Since the Quant section is not a Math test, you need conceptual understanding and then some ingenuity for the hard questions (since they look unique). Today we look at a Quant problem which is very easy if the method “strikes”. Else, it can be a little daunting. What we will do is look at a “brute force” method for times when the textbook method is not easily identifiable.

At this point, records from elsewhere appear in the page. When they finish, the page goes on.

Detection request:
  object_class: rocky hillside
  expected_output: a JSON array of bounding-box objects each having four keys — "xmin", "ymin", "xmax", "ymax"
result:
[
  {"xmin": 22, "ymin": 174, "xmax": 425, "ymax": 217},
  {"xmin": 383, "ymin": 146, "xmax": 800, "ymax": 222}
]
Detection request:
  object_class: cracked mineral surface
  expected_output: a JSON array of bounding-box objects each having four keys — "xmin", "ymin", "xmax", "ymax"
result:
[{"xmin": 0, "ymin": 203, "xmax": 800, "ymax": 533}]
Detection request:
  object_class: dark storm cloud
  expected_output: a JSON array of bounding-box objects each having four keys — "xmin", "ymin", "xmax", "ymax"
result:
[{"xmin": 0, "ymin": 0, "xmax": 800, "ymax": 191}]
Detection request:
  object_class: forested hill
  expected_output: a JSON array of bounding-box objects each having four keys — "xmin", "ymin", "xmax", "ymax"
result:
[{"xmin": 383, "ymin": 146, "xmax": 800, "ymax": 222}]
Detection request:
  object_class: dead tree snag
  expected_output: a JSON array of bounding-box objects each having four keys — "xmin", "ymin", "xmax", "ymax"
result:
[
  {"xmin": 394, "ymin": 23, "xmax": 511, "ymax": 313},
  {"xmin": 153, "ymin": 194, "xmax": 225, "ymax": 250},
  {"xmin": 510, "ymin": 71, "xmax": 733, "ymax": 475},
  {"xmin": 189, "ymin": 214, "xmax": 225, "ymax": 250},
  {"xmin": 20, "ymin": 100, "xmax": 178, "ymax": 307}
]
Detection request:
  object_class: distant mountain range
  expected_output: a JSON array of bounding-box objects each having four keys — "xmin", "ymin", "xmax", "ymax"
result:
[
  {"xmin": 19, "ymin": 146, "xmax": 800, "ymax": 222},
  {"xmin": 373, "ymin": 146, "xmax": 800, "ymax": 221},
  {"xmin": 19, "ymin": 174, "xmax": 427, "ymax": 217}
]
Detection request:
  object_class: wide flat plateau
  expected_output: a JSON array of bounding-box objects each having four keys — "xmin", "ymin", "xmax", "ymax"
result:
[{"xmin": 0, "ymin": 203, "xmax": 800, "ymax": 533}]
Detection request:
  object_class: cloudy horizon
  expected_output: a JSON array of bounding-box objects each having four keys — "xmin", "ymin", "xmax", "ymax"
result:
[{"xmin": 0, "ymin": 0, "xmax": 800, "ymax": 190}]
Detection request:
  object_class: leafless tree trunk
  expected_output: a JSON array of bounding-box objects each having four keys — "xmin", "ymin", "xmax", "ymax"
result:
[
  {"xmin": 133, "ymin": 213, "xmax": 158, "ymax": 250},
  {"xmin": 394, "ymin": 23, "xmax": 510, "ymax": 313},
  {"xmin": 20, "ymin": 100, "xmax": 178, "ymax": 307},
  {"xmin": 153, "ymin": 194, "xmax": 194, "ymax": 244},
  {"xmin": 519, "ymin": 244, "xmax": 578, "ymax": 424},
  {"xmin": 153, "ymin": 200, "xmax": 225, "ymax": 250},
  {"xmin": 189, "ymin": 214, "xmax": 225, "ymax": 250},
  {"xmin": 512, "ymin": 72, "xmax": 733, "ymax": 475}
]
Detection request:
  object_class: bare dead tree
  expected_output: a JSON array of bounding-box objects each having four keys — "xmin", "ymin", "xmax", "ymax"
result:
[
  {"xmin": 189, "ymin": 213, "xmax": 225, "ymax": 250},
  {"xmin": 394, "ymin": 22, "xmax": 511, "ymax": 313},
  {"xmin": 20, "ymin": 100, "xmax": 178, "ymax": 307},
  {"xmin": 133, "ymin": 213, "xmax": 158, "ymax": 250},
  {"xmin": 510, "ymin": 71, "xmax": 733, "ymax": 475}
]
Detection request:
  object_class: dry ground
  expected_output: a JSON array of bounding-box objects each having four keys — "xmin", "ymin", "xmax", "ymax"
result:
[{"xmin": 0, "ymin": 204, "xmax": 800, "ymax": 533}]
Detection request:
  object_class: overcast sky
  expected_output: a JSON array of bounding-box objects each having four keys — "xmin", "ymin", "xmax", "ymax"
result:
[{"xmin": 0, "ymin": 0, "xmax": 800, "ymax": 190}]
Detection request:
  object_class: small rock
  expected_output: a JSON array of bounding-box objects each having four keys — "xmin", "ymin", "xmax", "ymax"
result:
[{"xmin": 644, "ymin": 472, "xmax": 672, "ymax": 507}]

Question: What is 0.99999999/1.0001 – 0.99999991/1.0003?

(A)   10^(-8)
(B) 3*10^(-8)
(C) 3*10^(-4)
(D) 2*10^(-4)
(E) 10^(-4)

Solution: Usually, when we have decimals such as .99999999 or 1.0001, we round them off to 1 without thinking twice. The issue here is that all numbers are very close to 1 so if we round them off to 1, we will get 1/1 – 1/1 = 0. This, obviously, doesn’t work and we need to work with the complicated numbers only.

Now here is the official method, something a Math professor will give us:

Method 1:

For simplification, you will need to use a^2 – b^2  = (a – b)(a + b)

Note that 0.99999999 is .00000001 less than 1 and 1.0001 is .0001 more than 1.

.00000001 is the square of .0001.

0.99999999/1.0001 – 0.99999991/1.0003

{1 – .00000001}/{1 + .0001} – {1 – .00000009}/{1 + .0003}

{1^2 – .0001^2}/{1 + .0001} – {1^2 – 0.0003^2}/{1 + .0003}

{(1 – .0001)(1 + .0001)}/{1 + .0001} – {(1 – .0003)(1 + .0003)}/{1 + .0003}

(1 – .0001) – (1 – .0003)

.0002 = 2*10^{-4}

All in all, the question only required us to recall something we learnt in 7th standard: a^2 – b^2  = (a – b)(a + b)

Does it mean it is a very simple question? Not really. The problem is that it is hard to identify that all you need is this formula and that you need to bring the terms in this format.

So here is a “brute force” method that people came up with and that we can use when Math fails us:

Method 2:

The fractions are quite complicated but the options are not fractions. This means that we are able to get rid of the denominator somehow. This brings an idea to mind: 0.99999999 might be a multiple of 1.0001. But how do we find ‘which multiple’?

For that, we need to use some pattern recognition.

9*1.0001 = 9.0009

99*1.0001 = 99.0099

and so on till 9999*1.0001 = 9999.9999 (to get eight 9s)

Now since the decimal is 4 digits to the left i.e. the number is actually 0.99999999,

0.9999 * 1.0001 = 0.99999999

This means 0.99999999/1.0001 = 0.9999

On the same lines, we might guess that 0.99999991 is a multiple of 1.0003. To find ‘which multiple’, we might need to think even harder now.  Note that something needs to multiply 1.0003 to give something ending in 1. Perhaps this multiple ends with a 7 because 3*7 ends in 1.

And sure, 9997*1.0003 = 9999.9991 which gives us 0.9997 * 1.0003 = 0.99999991

This gives us 0.99999991/1.0003 = 0.9997

Thus, the problem boils down to

0.9999 – 0.9997 = .0002

We encourage you to look for some more brute force methods.